Friday, September 11, 2009

Yakuza Moon: Memoirs of a Gangster's Daughter by Shoko Tendo

Reviewed for Front Street Reviews

I read this book in one go; considering I have never done that before, it says a lot for the intensity and breathtaking reality of the memoir. Though relatively short, it packs a powerful punch, an amazing debut. I was drawn into her story until I felt I was a part of it. The essence of a good writer is to be able to make that connection between reader and character, and Shoko Tendo has certainly done that. Way out of my usual genres, I was completely absorbed in her heart-wrenching memoir, an emotional rollercoaster told in a straight-forward, no-holds-barred manner. In the version I read, photos and a foreword have been added to the original publication. These contributed to the personality of Shoko.

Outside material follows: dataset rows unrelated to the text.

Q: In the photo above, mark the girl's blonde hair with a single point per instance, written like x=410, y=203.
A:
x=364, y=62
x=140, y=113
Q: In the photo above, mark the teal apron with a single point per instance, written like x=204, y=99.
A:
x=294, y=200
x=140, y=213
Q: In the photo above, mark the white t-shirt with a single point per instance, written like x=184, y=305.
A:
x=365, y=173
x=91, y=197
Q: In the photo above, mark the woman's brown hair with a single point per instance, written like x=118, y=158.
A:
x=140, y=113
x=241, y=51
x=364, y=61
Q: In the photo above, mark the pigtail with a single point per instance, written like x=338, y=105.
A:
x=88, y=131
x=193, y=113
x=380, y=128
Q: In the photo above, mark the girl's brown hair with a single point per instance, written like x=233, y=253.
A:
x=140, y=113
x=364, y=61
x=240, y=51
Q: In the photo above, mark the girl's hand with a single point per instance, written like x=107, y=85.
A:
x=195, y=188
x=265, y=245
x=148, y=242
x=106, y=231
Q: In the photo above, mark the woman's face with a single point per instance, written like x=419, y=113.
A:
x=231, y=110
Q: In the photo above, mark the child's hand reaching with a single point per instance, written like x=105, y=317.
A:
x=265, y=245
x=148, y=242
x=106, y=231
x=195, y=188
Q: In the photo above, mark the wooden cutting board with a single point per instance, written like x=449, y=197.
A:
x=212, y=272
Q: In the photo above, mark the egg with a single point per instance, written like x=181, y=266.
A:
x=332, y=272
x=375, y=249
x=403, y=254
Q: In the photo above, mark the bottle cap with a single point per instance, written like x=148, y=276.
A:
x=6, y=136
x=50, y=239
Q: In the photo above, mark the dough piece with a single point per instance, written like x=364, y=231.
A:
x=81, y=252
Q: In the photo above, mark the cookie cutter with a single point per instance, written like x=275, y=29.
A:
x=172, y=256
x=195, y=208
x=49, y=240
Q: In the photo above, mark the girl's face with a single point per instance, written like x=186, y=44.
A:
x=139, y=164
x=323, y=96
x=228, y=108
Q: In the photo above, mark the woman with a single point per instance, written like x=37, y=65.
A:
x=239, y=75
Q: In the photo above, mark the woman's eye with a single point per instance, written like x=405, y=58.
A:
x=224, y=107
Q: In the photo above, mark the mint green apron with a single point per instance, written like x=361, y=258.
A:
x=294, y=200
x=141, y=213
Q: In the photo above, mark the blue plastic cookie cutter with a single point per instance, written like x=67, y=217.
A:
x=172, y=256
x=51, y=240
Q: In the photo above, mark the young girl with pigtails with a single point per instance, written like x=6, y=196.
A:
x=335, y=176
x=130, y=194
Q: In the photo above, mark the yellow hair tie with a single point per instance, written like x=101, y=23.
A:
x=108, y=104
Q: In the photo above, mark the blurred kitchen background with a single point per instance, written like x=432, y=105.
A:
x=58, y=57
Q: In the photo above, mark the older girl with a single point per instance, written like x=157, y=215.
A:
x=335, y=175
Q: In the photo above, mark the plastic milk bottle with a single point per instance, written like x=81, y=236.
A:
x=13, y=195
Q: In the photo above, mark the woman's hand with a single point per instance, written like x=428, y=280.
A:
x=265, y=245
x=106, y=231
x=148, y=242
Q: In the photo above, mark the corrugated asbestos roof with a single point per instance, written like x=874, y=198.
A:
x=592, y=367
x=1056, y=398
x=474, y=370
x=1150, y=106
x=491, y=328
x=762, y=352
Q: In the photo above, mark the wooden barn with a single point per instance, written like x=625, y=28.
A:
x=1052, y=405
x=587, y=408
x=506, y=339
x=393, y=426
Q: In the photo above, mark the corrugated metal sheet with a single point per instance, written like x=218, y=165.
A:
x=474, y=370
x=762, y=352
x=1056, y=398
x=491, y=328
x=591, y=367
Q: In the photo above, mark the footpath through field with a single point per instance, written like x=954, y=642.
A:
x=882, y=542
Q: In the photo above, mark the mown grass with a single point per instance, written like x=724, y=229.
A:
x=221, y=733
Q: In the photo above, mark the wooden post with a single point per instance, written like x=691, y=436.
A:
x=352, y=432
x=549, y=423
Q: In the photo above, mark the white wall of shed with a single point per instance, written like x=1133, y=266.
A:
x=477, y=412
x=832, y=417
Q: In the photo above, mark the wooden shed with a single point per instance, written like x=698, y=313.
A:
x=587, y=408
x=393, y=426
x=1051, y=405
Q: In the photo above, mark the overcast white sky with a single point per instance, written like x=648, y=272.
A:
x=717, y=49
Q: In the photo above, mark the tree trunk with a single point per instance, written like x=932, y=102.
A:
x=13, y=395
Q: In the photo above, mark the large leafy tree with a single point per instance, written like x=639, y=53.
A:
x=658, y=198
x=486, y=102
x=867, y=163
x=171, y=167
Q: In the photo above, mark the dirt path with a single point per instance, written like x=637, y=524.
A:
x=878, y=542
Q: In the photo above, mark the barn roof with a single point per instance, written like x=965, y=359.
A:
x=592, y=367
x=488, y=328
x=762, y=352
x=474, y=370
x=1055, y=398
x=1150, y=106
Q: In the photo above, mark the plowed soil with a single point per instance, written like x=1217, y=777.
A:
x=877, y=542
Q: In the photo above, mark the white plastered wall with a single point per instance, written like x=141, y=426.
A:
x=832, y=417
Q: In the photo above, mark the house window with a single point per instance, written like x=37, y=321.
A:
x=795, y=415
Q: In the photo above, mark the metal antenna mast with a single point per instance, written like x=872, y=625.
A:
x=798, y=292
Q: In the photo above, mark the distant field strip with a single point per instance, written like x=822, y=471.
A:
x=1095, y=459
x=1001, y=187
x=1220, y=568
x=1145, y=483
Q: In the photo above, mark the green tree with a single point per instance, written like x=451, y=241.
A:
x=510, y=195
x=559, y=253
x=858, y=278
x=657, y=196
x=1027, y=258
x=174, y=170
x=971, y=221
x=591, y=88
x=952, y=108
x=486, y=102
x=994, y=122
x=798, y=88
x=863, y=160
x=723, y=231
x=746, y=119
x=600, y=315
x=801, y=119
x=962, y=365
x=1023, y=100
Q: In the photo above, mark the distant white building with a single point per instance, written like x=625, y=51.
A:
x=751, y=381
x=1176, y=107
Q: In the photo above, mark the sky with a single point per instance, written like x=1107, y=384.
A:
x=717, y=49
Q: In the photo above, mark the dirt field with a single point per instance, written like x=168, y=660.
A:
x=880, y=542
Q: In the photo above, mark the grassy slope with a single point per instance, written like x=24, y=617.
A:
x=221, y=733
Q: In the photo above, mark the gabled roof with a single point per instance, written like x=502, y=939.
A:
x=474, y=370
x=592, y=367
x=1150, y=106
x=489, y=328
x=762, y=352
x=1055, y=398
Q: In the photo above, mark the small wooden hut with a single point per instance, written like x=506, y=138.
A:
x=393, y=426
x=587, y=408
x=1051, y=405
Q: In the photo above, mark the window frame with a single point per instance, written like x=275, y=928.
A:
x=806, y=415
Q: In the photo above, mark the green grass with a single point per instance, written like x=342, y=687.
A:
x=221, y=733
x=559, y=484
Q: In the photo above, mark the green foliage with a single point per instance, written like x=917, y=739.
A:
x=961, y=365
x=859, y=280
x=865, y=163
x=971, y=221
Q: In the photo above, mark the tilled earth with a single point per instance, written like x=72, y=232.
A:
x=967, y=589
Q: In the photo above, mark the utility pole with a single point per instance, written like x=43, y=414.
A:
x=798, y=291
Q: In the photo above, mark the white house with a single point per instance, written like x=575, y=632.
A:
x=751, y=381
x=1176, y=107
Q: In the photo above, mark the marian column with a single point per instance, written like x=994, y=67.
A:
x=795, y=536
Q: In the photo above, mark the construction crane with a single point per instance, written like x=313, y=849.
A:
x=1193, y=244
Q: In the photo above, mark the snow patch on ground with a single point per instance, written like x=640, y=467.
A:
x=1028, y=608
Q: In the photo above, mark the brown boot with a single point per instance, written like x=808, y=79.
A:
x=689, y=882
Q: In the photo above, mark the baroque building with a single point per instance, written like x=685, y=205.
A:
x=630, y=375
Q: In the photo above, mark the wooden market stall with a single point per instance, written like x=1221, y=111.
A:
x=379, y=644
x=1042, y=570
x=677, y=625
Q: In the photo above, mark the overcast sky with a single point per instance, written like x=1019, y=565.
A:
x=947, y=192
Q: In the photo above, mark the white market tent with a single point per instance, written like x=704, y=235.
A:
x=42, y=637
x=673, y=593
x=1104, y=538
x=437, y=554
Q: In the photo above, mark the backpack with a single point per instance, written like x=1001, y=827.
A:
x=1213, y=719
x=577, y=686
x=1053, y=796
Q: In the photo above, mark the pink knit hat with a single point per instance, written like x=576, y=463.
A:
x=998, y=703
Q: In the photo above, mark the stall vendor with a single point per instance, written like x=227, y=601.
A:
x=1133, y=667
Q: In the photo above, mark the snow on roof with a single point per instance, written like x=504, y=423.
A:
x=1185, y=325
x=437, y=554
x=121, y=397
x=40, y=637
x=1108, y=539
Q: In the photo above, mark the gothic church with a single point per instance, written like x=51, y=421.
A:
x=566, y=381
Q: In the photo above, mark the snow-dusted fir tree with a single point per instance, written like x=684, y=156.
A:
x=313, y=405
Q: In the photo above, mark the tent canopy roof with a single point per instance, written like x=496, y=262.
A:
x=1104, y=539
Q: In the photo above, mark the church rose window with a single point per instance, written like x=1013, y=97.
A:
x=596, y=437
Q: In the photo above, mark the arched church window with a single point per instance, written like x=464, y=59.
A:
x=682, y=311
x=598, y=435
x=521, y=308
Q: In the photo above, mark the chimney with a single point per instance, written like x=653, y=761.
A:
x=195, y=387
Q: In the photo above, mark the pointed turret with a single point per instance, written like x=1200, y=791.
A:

Unfamiliar as I am with yakuza society (somewhat like a Japanese mafia), this book brought me into lifestyles I knew nothing about; I also learned to see a tattoo as a complete work of art, which in Japan it truly is. These tattoos are full-body canvases, extremely detailed and historical art. Shoko was the middle child in a family of three girls and a boy, her father a yakuza, in a life of plenty. Fearful of her father's rages, bullied at school, discriminated against and insecure, Shoko's lifestyle had already begun to change at the tender age of twelve when her older sister took her to a club and passed her off as 18. The next several years of her life are spent in drugged out sex, used and abused. When all goes wrong at home, her father resigns as a yakuza and is pursued by yakuza loan sharks. Shoko falls into the trap of one man, a former friend of her father. His false promises to help her father with his financial problems and his Jeckyl and Hyde personality drags her deep into his net. Misguided in what is expected of her, she sinks deeper and deeper.

Shoko does not try to lecture in her book, but is faithful to her memories. She does not dwell on her situation but writes with an honesty and thoroughness that through her worst times I could feel the disassociation she finally reaches. Intense, poignant, numbed and broken, she lays it all on the line. Her emergence from this darkness is wonderful to read and shows the strength of her true character. This memoir is a real eye-opener of horrendous abuse and the intimidation that denies escape. Exceptionally well-written for a debut. I highly recommend this book.